On October 20th, CISA released three Industrial Control System (ICS) Advisories, for Bentley Systems MicroStation Connect (remediations for "Stack-based Buffer Overflow, Out-of-bounds Read"), B Braun Infusomat Space Large Volume Pump (Update A) (remediations for "Unrestricted Upload of File with Dangerous Type, Cleartext Transmission of Sensitive Information, Missing Authentication for Critical Function, Insufficient Verification of Data Authenticity, and Improper Input Validation"), and B. Braun SpaceCom Battery Pack SP with Wi-Fi and Data module compactplus (Update A) (remediations for "Cross-site Scripting, Open Redirect, XPath Injection, Session Fixation, Use of a One-way Hash without a Salt, Relative Path Traversal, Improper Verification of Cryptographic Signature, Improper Privilege Management, Use of Hard-coded Credentials, Active Debug Code, Improper Access Control").

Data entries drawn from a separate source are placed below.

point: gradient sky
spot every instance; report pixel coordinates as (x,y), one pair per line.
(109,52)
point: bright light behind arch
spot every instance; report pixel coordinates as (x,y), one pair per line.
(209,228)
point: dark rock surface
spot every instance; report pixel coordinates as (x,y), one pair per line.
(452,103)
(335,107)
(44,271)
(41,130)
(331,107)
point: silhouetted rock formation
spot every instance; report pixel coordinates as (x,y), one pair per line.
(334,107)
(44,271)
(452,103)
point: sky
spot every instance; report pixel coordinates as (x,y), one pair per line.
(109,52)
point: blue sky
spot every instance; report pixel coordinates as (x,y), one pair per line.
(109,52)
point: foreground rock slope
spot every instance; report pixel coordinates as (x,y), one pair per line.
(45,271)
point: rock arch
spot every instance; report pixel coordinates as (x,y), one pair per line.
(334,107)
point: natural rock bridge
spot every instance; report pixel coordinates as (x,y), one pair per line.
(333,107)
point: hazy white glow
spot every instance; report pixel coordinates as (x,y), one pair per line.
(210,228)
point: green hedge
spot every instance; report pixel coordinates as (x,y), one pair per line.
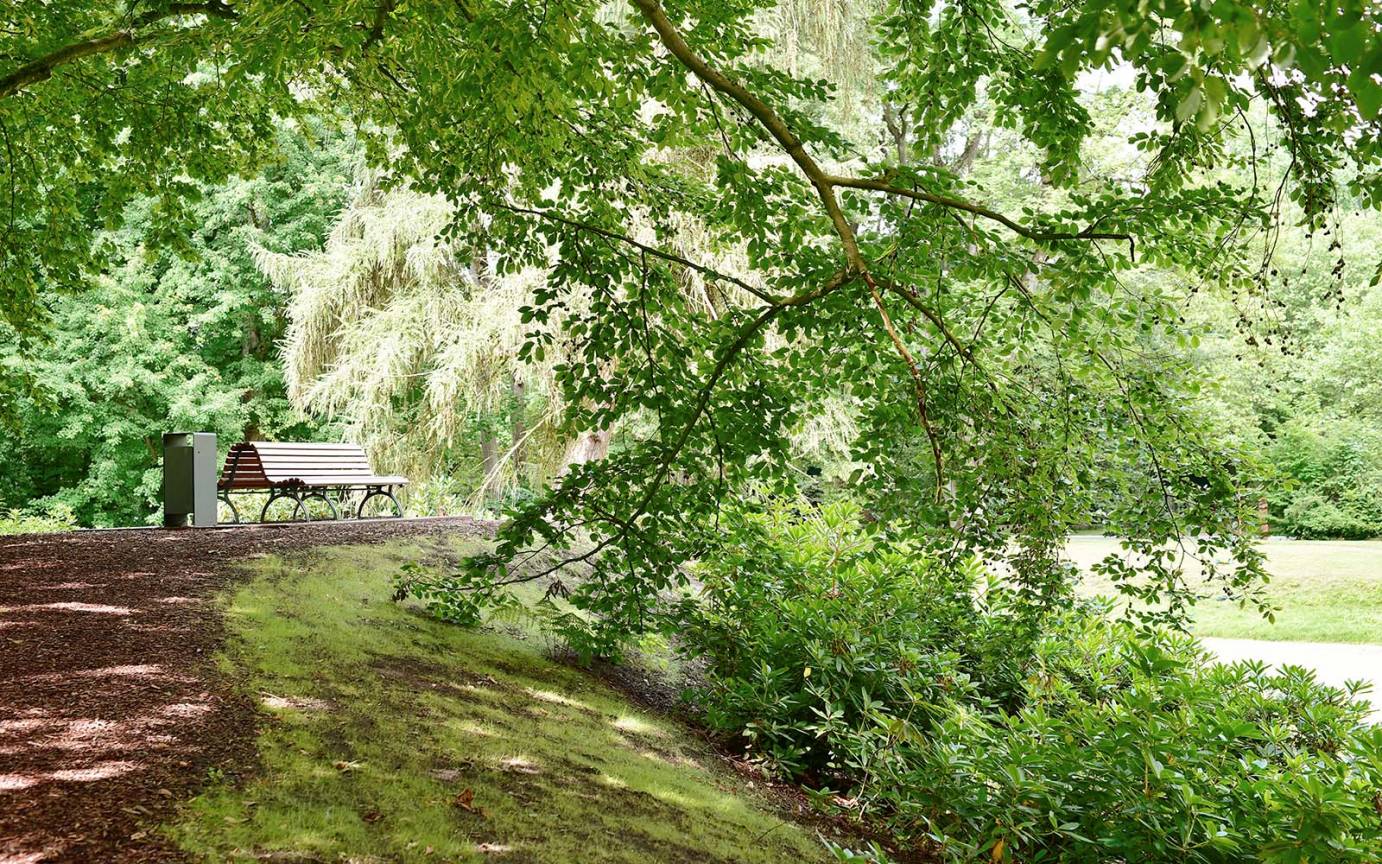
(863,668)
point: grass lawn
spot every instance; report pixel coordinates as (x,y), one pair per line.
(390,737)
(1327,590)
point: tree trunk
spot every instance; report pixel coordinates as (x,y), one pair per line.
(489,459)
(518,398)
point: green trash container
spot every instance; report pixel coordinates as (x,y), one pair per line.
(190,480)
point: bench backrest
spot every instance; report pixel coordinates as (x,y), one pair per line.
(263,465)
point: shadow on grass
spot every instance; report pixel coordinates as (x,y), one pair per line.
(391,737)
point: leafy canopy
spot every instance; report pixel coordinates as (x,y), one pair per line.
(997,362)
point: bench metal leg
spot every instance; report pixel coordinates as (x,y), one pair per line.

And, finally, on October 25th, CISA issued eight more ICS Advisories, for AliveCor KardiaMobile ("Authentication Bypass by Assumed-immutable Data, Missing Encryption of Sensitive Data"), Haas Controller ("Missing Authentication for Critical Function, Insufficient Granularity of Access Control, Cleartext Transmission of Sensitive Information"), HEIDENHAIN Controller TNC ("Improper Authentication"), Siemens Siveillance Video Mobile Server ("Weak Authentication"), Hitachi Energy MicroSCADA X DMS600 ("Reliance on Uncontrolled Component"), Johnson Controls CKS CEVAS ("Cross-site Scripting"), Delta Electronics DIAEnergie ("Cross-site Scripting, SQL Injection"), and Delta Electronics InfraSuite Device Master ("Deserialization of Untrusted Data, Path Traversal, Missing Authentication for Critical Function").